In the township the population was spread out, with 21.1% under the age of 18, 3.2% from 18 to 24, 19.5% from 25 to 44, 28.4% from 45 to 64, and 27.7% who were 65 years of age or older. The median age was 49 years. For every 100 females, there were 86.9 males. For every 100 females age 18 and over, there were 81.8 males.

The median income for a household in the township was $83,295, and the median income for a family was $106,304. Males had a median income of $84,136 versus $45,298 for females.
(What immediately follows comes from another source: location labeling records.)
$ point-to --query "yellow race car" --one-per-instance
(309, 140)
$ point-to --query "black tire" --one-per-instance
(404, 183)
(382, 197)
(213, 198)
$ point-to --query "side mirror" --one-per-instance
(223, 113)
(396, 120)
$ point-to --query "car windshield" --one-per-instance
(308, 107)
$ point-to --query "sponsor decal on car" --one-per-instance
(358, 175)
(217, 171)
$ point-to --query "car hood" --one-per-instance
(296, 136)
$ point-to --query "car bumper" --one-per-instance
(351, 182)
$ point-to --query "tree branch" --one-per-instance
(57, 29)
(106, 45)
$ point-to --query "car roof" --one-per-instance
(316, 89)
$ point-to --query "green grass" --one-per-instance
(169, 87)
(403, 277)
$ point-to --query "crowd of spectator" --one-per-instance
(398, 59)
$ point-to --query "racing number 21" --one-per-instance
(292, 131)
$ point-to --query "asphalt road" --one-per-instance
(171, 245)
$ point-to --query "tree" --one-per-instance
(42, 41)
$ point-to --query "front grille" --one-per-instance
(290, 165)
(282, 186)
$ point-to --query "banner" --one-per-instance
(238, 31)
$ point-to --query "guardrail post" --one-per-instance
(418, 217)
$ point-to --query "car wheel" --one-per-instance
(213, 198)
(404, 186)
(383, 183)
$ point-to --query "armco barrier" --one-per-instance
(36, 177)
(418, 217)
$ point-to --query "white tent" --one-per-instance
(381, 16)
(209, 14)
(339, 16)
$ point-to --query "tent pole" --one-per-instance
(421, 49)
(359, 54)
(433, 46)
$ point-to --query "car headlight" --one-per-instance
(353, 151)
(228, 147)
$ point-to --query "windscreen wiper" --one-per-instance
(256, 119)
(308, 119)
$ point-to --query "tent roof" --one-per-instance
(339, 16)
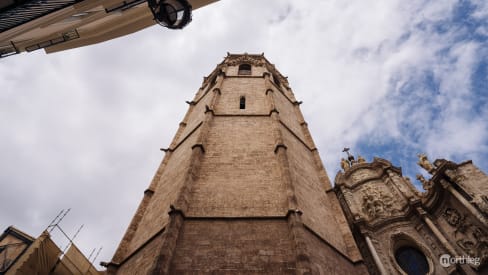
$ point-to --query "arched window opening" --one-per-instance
(242, 103)
(244, 69)
(412, 260)
(276, 80)
(213, 81)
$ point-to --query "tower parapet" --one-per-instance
(241, 187)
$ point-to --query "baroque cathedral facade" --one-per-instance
(242, 190)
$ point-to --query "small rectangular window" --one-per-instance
(242, 103)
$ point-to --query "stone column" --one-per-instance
(375, 255)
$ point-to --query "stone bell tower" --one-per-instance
(241, 188)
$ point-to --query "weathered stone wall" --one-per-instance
(235, 246)
(239, 174)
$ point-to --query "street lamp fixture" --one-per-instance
(172, 14)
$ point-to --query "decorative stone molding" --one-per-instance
(257, 61)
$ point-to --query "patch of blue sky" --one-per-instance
(479, 86)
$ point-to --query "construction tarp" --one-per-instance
(40, 257)
(74, 262)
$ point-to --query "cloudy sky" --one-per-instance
(82, 129)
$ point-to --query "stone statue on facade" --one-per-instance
(361, 159)
(425, 163)
(425, 183)
(481, 202)
(344, 164)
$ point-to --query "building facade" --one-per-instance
(400, 230)
(241, 189)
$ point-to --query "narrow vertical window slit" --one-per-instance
(242, 102)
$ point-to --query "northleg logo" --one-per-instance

The per capita income for the township was $52,530. None of the families and 1.2% of the population were living below the poverty line, including no under eighteens and none of those over 64.

Historical population
| Census | Pop. | Note | %± |
|---|---|---|---|
| 1930 | 678 |  | — |
| 1940 | 660 |  | −2.7% |
| 1950 | 686 |  | 3.9% |
| 1960 | 936 |  | 36.4% |
| 1970 | 1,763 |  | 88.4% |
| 1980 | 2,604 |  | 47.7% |
| 1990 | 3,326 |  | 27.7% |
| 2000 | 3,500 |  | 5.2% |
| 2010 | 3,604 |  | 3.0% |
| 2020 | 3,876 |  | 7.5% |

==Education==
Pennsbury Township lies within the Unionville-Chadds Ford School District.

==Notable people==
- Joseph Bailey, U.S. Representative for Pennsylvania's 16th congressional district from 1861 to 1863 and Pennsylvania's 15th congressional district from 1863 to 1865
- Isaac Mendenhall, farmer, abolitionist, and station master on the Underground Railroad for more than 34 years

==Transportation==

As of 2022, there were 39.82 mi of public roads in Pennsbury Township, of which 11.81 mi were maintained by the Pennsylvania Department of Transportation (PennDOT) and 28.01 mi were maintained by the township.

U.S. Route 1 is the most prominent highway serving Pennsbury Township. It follows the Baltimore Pike along an east-west alignment through the northern portion of the township. Pennsylvania Route 52 follows Lenape Road through the northwestern portion of the township, then follows Kennett Pike through the southwestern corner of the township. Finally, Pennsylvania Route 926 follows Street Road along a northeast-southwest alignment through the northwestern portion of the township.